28 Puroindolines: The molecular-genetic basis for wheat grain hardness.

C. F. MORRIS (1), M. J. Giroux (2), and M. Lillemo (3). (1) USDA, ARS, Western Wheat Quality Lab., Pullman, WA 99164; (2) Plant, Soil & Environ. Sci., Montana St. Univ., Bozeman, MT 59717; (3) Dept. Hort. & Crop Sci., Agric. Univ. Norway, N-1432 Aas, Norway.

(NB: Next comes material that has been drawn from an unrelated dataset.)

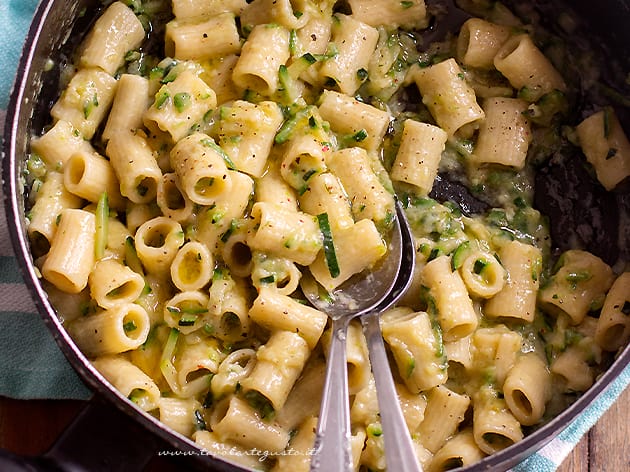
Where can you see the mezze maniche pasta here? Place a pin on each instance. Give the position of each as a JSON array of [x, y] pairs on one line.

A unique characteristic of wheat, as opposed to the other major cereal crops, is that it exists in 3 major hardness classes: soft and hard hexaploid and durum. The gene, Hardness, which controls the majority of variation among the three classes is the single most important quality gene in wheat. Grain hardness impacts nearly every aspect of milling, baking and utilization. With the report of friabilin in 1986, a new avenue opened to explore the molecular-genetic basis of grain hardness. After over a decade of research, puroindoline-the currently preferred name for friabilin-provides an evocative model for the expression of the Hardness gene. Our research has described two highly-conserved mutations, Pina-D1b and Pinb-D1b, that are associated with hard grain texture in hexaploid wheat. The first, Pina-D1b, involves a complete loss of puroindoline a mRNA and protein. The second, Pinb-D1b, results from a single nucleotide mutation and causes a change from Glycine to Serine at position 46. The apparent loss of function of either puroindoline a or b causes a change from soft endosperm to hard. The complete absence of both puroindolines is associated with the very hard texture of durum. Results of genotypic surveys indicate that 93% of 42 N. American hard winter wheats possess the Serine- type mutation (Pinb-D1b). Among 75 hard spring wheats, 84% possess this mutation. Among a set of 314 hard wheats of mostly Scandinavian origin, 93% posses the Serine mutation. In addition, the results of a comparison of grain hardness, milling and baking quality among a set of Pina-D1b X Pinb-D1b HRS recombinant inbred lines will be presented.